Program flexibility can be important to programs exposing resources. For example, protocols change, and thus an inflexible program that cannot adapt to such changes will have restricted utility and shortened lifespan. By way of illustration, a program written to communicate specifically via HTTP 1.0 may not be able to communicate via HTTP 1.1. Thus, the server program may need to be rewritten and recompiled to take advantage of the newer protocol. By way of further illustration, peer-to-peer communications are characterized by dynamically formed ad hoc networks. Such dynamic ad hoc networks require servers capable of being protocol and URI agile. Server programs relying solely on protocol and URI specific code cannot provide the desired agility.
The dynamic ad hoc networks prevalent in peer-to-peer communications are typically established between peers with limited resources. For example, a college student with a personal computer may desire to establish a peer-to-peer network with his family and friends to share files. His family and friends may similarly only have available a set of small computers to engage in the desired communications. Conventionally, a server program written to expose resources provided over a network required large amounts of computer resources (e.g., processing cycles, disk space, network bandwidth) and thus the college student and his peers may not be able to establish the desired communications. Servers that require such large amounts of computer resources can be referred to as “heavyweight” servers. Heavyweight servers, therefore, can limit the ability to form ad hoc networks, and thus limit desired communications between peers.

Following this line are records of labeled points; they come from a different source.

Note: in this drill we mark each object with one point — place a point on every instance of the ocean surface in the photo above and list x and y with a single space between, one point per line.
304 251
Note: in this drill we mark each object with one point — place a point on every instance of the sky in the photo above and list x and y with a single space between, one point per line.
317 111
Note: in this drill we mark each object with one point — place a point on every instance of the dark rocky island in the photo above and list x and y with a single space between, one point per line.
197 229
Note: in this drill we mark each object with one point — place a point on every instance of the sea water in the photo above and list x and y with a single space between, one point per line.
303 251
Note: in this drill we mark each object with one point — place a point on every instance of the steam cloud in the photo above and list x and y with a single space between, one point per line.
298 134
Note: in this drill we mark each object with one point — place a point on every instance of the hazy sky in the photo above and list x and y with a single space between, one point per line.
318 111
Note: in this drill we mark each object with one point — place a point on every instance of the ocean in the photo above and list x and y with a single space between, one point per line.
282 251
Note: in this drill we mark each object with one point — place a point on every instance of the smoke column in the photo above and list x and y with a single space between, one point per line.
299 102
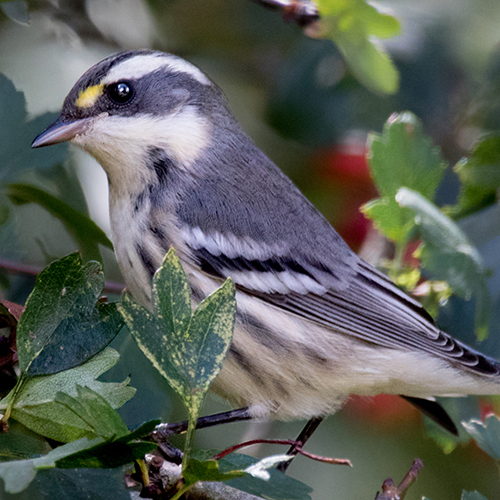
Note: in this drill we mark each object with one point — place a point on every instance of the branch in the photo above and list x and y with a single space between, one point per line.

Programmers writing server programs to expose resources addressable by a URI (Uniform Resource Identifier) typically are required to know the URI, to leave the resource at the known URI, to know the protocol employed to access the URI and to write code specific to the protocol required to access that URI. Thus, changing the URI of an application, service and/or content source could require a server program to be rewritten and recompiled, thus restricting the ability to move content from one location to another and introducing opportunities to introduce new bugs into a system when such relocation is attempted. Further, user written server programs conventionally are prevented from sharing a protocol (e.g., HTTP) namespace with a commercially provided server unless the user written server program can co-exist with (often by being dominated by) the commercial server. Further still, user written servers tend to consume the entire namespace on the machine on which they run, restricting a machine to running one server. But it can be advantageous to have a machine expose a plurality of smaller, less resource intensive resources (e.g., content source of a single page of data, a simple ZIP code lookup application, a simple file sharing service) through a plurality of small servers.

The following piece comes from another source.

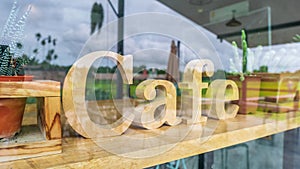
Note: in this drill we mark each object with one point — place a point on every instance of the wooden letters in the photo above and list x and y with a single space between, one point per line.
158 92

Programmers are further constrained by conventional systems and methods to transmit and receive messages in message sizes and formats dictated by a protocol. For example, a server exposing email content may be required to listen for requests for email where the requests are formatted as a packet with a header and trailer according to a first protocol. Similarly, a server exposing an encyclopedia may be required to listen for HTTP get requests consisting of a few words formatted according to a second protocol. Such protocol specific packaging and size restrictions add complexity to server programs and limit the ability of one server to expose multiple resources over a variety of protocols.
Thus a system and/or method for enabling server applications to expose resources and to communicate simply over a plurality of protocols is still needed to mitigate problems associated with conventional systems.